Throughout this chapter, we reviewed the importance of experimental and control groups. These groups must be comparable in order for experimental design to work. Comparable groups are groups that are similar across factors important for the study. Researchers can help establish comparable groups by using probability sampling, random assignment, or matching techniques. Control or comparison groups give researchers an opportunity to explore what happens when similar people who do not receive the intervention. But if the experimental and control groups are not comparable, then the differences in outcome may not be due to the intervention. No groups are ever perfectly comparable. What’s important is ensuring groups are as similar as possible along variables relevant to the research project.
In our restaurant example, if one of the groups had far more vegetarians or people with gluten issues, it might influence how satisfied they were with the restaurant. The groups, in that case, would not be comparable.
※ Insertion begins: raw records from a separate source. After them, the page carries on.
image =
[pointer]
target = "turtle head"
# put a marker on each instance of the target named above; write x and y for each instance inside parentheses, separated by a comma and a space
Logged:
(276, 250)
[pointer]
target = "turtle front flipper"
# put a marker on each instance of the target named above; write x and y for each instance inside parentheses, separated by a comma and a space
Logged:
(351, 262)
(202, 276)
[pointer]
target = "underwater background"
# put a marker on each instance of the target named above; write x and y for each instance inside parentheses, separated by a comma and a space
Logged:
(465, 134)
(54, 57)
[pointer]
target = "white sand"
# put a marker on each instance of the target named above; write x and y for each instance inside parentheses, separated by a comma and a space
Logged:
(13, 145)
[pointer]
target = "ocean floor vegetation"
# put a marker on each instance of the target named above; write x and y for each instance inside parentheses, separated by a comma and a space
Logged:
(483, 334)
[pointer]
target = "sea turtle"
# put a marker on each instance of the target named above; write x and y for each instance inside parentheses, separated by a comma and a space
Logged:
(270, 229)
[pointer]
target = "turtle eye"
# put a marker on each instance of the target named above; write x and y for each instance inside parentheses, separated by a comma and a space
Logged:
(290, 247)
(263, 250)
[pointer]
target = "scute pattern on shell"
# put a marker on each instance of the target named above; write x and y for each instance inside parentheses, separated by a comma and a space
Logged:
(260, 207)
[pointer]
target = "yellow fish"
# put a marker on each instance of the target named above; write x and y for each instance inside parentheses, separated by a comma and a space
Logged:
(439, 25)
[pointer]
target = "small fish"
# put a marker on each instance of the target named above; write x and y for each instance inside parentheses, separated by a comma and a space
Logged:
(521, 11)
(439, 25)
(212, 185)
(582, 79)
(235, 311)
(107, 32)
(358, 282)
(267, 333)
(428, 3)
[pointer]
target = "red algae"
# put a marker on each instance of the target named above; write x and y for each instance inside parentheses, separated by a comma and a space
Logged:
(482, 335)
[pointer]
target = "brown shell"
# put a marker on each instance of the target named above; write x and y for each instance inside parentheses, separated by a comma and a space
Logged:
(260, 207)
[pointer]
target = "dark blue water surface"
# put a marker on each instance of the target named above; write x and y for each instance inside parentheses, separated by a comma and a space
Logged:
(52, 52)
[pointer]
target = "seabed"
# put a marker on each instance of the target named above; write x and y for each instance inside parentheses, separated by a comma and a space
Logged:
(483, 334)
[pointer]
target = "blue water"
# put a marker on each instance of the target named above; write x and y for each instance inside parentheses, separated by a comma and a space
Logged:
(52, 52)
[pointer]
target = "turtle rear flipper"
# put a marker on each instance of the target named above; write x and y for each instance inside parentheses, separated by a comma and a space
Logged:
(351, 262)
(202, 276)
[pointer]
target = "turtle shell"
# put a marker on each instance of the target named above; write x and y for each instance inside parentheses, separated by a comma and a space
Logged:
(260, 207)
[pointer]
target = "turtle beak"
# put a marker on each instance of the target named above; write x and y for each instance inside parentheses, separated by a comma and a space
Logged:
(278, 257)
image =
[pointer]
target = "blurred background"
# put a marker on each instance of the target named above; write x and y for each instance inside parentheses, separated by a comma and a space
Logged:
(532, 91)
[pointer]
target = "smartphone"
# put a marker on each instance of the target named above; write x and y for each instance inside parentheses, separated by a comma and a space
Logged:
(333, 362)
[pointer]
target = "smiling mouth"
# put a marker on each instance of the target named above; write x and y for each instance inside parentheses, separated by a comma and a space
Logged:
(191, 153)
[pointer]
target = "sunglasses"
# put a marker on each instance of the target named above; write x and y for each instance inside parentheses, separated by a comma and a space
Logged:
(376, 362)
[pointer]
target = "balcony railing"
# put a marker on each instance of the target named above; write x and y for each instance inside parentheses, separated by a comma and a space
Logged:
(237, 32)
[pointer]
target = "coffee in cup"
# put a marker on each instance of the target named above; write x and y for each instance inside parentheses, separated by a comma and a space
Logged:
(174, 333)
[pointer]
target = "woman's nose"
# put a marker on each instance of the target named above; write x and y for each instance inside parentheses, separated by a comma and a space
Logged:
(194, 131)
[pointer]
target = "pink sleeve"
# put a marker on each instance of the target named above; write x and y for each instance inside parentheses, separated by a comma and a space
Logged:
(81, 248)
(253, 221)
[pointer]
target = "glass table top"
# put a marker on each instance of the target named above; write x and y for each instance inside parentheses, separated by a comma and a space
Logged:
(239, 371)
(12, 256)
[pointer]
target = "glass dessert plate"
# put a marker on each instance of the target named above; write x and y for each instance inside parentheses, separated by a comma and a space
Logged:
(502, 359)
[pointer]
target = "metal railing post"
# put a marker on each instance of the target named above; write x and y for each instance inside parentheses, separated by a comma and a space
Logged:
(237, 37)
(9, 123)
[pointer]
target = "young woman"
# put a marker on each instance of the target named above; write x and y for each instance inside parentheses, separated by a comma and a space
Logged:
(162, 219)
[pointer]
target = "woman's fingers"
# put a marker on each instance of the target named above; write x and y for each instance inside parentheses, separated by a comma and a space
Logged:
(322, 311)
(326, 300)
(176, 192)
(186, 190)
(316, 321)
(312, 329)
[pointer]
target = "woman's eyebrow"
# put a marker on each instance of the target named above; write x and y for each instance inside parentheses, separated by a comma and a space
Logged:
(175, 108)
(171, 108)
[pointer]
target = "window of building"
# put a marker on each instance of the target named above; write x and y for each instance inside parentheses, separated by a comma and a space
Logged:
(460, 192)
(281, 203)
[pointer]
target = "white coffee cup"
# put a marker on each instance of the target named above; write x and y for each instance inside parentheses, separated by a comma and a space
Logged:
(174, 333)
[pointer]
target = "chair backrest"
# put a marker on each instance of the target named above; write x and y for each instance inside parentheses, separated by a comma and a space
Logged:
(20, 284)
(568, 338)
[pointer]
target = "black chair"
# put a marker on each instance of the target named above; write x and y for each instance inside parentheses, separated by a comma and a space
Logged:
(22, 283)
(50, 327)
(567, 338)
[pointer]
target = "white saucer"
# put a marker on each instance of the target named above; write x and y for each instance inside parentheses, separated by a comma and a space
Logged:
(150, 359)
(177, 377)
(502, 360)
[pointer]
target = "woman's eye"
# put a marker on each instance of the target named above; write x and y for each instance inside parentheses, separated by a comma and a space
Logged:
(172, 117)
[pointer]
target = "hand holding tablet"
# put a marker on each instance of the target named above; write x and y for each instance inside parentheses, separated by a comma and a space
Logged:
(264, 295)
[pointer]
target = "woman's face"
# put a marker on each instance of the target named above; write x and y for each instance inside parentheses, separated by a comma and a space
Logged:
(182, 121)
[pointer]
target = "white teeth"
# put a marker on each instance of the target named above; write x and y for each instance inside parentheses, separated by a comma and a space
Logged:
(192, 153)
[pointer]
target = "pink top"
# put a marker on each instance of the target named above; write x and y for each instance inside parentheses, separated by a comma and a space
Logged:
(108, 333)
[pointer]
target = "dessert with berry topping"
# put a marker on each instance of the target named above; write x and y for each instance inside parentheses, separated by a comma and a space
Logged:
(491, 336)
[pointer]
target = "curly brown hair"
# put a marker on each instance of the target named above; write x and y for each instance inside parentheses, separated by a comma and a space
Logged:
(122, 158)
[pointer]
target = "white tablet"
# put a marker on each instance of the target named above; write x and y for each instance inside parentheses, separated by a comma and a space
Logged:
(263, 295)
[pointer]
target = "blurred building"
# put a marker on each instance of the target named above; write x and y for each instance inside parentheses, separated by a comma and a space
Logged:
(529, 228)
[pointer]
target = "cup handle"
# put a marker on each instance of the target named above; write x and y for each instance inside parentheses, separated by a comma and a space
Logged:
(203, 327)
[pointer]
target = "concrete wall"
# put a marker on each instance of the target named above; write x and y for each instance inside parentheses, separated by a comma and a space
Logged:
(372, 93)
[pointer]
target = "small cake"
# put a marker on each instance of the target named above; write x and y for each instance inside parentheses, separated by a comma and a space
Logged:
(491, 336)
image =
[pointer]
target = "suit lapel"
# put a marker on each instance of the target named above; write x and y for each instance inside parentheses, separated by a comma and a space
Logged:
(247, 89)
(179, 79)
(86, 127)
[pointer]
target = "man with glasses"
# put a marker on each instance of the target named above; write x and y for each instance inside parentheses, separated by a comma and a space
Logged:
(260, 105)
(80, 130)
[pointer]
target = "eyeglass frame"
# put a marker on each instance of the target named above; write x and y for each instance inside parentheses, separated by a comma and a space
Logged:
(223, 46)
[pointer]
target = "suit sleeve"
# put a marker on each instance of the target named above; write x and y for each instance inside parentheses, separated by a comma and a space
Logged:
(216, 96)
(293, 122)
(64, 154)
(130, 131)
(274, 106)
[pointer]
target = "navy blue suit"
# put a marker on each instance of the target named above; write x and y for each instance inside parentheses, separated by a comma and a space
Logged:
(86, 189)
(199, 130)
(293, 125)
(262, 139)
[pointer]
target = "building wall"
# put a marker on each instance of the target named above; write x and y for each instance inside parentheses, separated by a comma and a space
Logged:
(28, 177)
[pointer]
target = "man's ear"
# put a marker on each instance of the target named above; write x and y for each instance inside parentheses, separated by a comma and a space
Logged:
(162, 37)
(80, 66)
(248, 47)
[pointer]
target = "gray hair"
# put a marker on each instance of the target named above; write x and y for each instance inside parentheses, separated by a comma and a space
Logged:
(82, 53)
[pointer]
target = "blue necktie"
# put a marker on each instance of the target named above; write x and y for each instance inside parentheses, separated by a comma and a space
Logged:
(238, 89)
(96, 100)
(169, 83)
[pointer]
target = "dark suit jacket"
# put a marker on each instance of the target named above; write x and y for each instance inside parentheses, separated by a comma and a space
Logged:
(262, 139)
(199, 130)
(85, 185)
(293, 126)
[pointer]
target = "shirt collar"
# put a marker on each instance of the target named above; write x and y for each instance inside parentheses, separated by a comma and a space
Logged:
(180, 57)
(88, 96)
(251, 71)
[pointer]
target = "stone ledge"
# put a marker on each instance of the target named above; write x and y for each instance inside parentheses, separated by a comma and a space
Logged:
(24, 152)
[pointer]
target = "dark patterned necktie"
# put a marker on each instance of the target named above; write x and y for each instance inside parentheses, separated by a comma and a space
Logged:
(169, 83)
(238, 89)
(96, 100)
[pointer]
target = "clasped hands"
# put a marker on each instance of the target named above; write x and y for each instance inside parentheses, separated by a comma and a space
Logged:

Researchers can account for this by measuring other variables, like dietary preference, and controlling for their effects statistically, after the data are collected. We discussed control variables like these in Chapter 4. When some factor related to selecting research participants prevents the groups from being comparable, then selection bias is introduced into the sample. This could happen if a researcher cho0ses clients from one agency to belong to the experimental group and those from another agency to be in the comparison group, when the agencies serve different types of people. Selection bias is a reason experimenters use random assignment, so conscious and unconscious bias do not influence to which group a participant is assigned. Sometimes, the groups are comparable at the start of the experiment, but people drop out of the experiment. Mortality is the term we use to describe when a group changes because of people dropping out of the study. In our restaurant example, this could happen if vegetarians dropped out of the experimental group because the restaurant being tested didn’t have vegetarian options.
Experiments themselves are often the source of threats to validity. Experiments are different from participants’ normal routines. The novelty of a research environment or experimental treatment may cause them to expect to feel differently, independently of the actual intervention. Reactivity is a threat to internal validity that occurs because the participants realize they are being observed. In this case, being observed makes the difference in outcome, not the intervention.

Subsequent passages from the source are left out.